Politik

Boris Johnson memperingatkan ‘perjuangan keras ke depan’ dalam pesan Tahun Baru

Boris Johnson memperingatkan 'perjuangan keras ke depan' dalam pesan Tahun Baru


P.

Menteri masa lalu Boris Johnson mengatakan Inggris menghadapi “perjuangan keras” dalam beberapa bulan mendatang, tetapi negara itu akan bangkit kembali dari virus corona pada 2021.

Dalam pesan tahun barunya, PM merefleksikan 12 bulan terakhir di mana “kami kehilangan terlalu banyak orang yang dicintai sebelum waktunya” karena pandemi.

Namun dia mengatakan “semangat kebersamaan” ditemukan kembali pada tahun 2020, di mana orang-orang “berhenti untuk menjaga negara tetap bergerak dalam krisis terbesar yang telah kita hadapi selama beberapa generasi”.

Johnson memuji para ilmuwan yang menghasilkan pengobatan efektif pertama di dunia untuk virus korona, serta mereka yang bekerja pada vaksin Oxford.

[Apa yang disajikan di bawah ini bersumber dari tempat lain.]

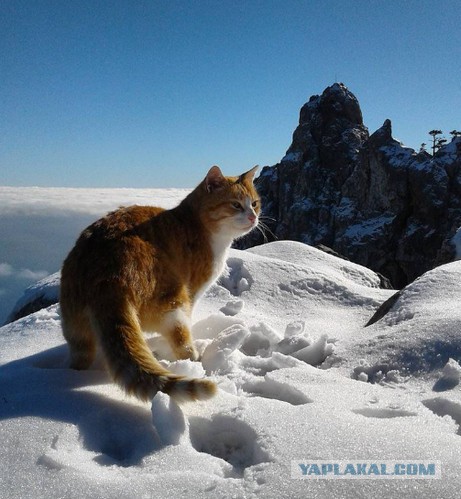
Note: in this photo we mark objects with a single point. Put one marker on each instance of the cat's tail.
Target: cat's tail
(133, 366)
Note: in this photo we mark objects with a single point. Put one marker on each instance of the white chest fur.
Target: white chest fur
(220, 245)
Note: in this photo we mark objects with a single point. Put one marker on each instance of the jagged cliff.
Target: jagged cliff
(369, 198)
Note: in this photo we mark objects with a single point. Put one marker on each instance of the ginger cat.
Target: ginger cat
(143, 268)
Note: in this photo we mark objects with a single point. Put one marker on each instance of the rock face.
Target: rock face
(369, 198)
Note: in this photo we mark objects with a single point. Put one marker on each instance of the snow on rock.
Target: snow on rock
(37, 296)
(456, 240)
(216, 357)
(169, 421)
(75, 434)
(316, 353)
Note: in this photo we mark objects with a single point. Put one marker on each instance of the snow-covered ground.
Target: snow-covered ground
(301, 380)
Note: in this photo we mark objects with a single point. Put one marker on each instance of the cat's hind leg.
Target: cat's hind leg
(175, 328)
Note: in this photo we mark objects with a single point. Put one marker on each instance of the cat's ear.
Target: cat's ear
(214, 179)
(249, 175)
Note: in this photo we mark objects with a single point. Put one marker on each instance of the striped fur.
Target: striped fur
(141, 269)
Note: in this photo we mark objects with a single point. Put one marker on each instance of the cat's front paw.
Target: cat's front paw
(187, 352)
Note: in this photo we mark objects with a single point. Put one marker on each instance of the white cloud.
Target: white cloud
(31, 274)
(6, 270)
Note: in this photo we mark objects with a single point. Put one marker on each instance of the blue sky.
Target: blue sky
(152, 93)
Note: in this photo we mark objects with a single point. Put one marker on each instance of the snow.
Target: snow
(457, 243)
(300, 380)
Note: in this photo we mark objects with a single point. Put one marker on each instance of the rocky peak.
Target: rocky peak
(369, 198)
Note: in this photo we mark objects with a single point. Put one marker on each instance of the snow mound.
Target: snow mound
(282, 334)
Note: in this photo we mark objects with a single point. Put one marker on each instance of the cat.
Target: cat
(143, 268)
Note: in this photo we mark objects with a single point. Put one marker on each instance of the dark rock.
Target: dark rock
(368, 198)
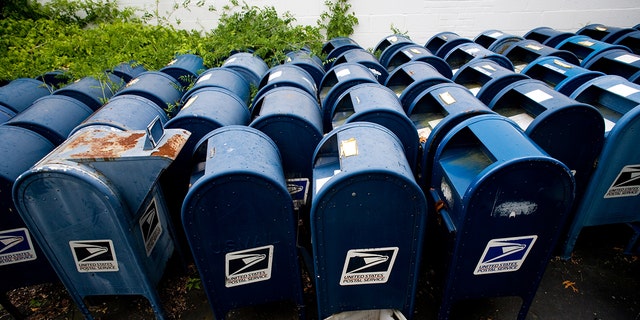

Dia berkata: “Kami tahu bahwa kami memiliki perjuangan keras yang masih ada di depan kami selama berminggu-minggu dan berbulan-bulan, karena kami menghadapi varian baru dari penyakit yang membutuhkan kewaspadaan baru.

“Tapi saat matahari terbit besok pada 2021, kami memiliki kepastian akan vaksin itu.”

Merujuk pada akhir periode transisi Brexit, Perdana Menteri mengatakan Inggris akan “bebas melakukan sesuatu secara berbeda, dan jika perlu lebih baik, daripada teman-teman kita di UE” pada tahun 2021.

Dia mengatakan Inggris akan “bekerja dengan mitra di seluruh dunia, tidak hanya untuk mengatasi perubahan iklim tetapi untuk menciptakan jutaan pekerjaan berketerampilan tinggi yang dibutuhkan negara ini tidak hanya tahun ini – 2021 – saat kami bangkit kembali dari Covid, tetapi di tahun yang akan datang.

“Ini adalah momen yang luar biasa bagi negara ini. Kami memiliki kebebasan di tangan kami dan terserah kepada kami untuk memanfaatkannya sebaik mungkin.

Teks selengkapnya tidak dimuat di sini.